A five-year-old can absorb 60 percent more microwave radiation than an adult. According to Dr. Mallery-Blythe, children are more vulnerable to EMR exposure because:
- Children’s thinner skulls and smaller bones allow greater absorption into bone and deeper tissues
- Children’s brains can have higher water content and so absorb more radiation
- Children are smaller (a relatively higher proportion of their tissues may be closer to a point source)
- Children have more vulnerable developing systems (e.g. neurological/reproductive)
- Children have a longer time ahead for latent effects to manifest.
What You Can do When it Comes to Mobile Phones and Babies…
Despite the dangers of mobile phones and babies, I’m not deleting my Ocado app or living without Uber just yet. So what’s the middle ground? Unless you choose to go ‘off grid’ and live in a converted caravan, most of us will need to focus on minimising mobile/WiFi use rather than removing it entirely. Thankfully there are some simple changes you can make that will dramatically cut your exposure.

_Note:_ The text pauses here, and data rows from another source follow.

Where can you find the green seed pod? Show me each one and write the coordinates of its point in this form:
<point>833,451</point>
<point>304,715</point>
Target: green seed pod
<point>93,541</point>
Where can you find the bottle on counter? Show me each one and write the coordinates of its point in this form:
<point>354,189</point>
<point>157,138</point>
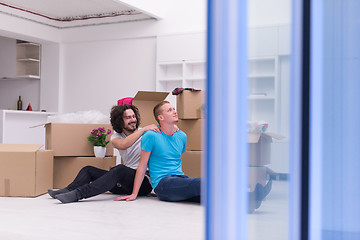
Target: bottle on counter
<point>19,106</point>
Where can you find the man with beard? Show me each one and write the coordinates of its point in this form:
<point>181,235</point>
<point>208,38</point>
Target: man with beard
<point>92,181</point>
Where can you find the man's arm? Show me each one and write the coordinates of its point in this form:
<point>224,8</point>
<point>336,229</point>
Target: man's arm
<point>125,143</point>
<point>139,177</point>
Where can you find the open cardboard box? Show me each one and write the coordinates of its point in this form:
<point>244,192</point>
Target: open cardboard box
<point>260,148</point>
<point>25,170</point>
<point>145,102</point>
<point>70,139</point>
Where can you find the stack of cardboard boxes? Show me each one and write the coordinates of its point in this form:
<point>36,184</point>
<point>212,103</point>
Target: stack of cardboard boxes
<point>25,170</point>
<point>72,151</point>
<point>191,121</point>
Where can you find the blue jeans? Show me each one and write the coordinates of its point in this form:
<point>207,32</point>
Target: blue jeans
<point>178,188</point>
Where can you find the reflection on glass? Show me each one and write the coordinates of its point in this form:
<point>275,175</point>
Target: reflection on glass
<point>268,126</point>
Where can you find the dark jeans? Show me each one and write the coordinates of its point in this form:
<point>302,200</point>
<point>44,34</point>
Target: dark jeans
<point>92,181</point>
<point>178,188</point>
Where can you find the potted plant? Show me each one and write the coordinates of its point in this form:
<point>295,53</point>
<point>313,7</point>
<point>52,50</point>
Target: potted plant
<point>98,139</point>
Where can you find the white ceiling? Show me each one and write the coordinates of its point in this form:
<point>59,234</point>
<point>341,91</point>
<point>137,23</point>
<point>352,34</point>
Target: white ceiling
<point>73,13</point>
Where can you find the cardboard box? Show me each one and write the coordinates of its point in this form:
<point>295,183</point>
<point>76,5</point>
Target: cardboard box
<point>189,105</point>
<point>70,139</point>
<point>260,148</point>
<point>67,168</point>
<point>25,170</point>
<point>145,102</point>
<point>191,163</point>
<point>193,130</point>
<point>257,175</point>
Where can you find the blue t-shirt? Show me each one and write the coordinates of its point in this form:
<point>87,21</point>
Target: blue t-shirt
<point>165,156</point>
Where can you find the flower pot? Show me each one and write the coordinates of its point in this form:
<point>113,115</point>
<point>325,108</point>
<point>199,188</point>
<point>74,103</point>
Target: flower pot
<point>99,151</point>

* Invest in an anti-radiation WaveWall cover for your phone
* Buy a low emissions or no emissions baby monitor
* Keep your mobile as far away from you and your baby as possible. The iPhone 4 Important Product Information Guide states that you should keep your phone at least 15mm away from your body at all times, otherwise the legal guidelines for mobile radiation will be exceeded.
* Download your e-mail and then disconnect from WiFi, allowing you to read and respond without being exposed.
* Avoid using your phone while you are on the move.
* Cover your baby with a radiation shielding blanket from Radiasmart.com.au when travelling (to avoid cosmic radiation) or to protect yourself when working on a laptop.
* If you work from home, install an Ethernet cable to your main computer so you can switch the WiFi off (as I have done).
* Say no to smart meters from your utility companies. Smart meters can expose the body to 160x to 800x times as much microwave radiation as mobile phones.
* Only use your phone where the reception is good. The weaker the signal, the more power your phone must use to transmit – leading to more radiation.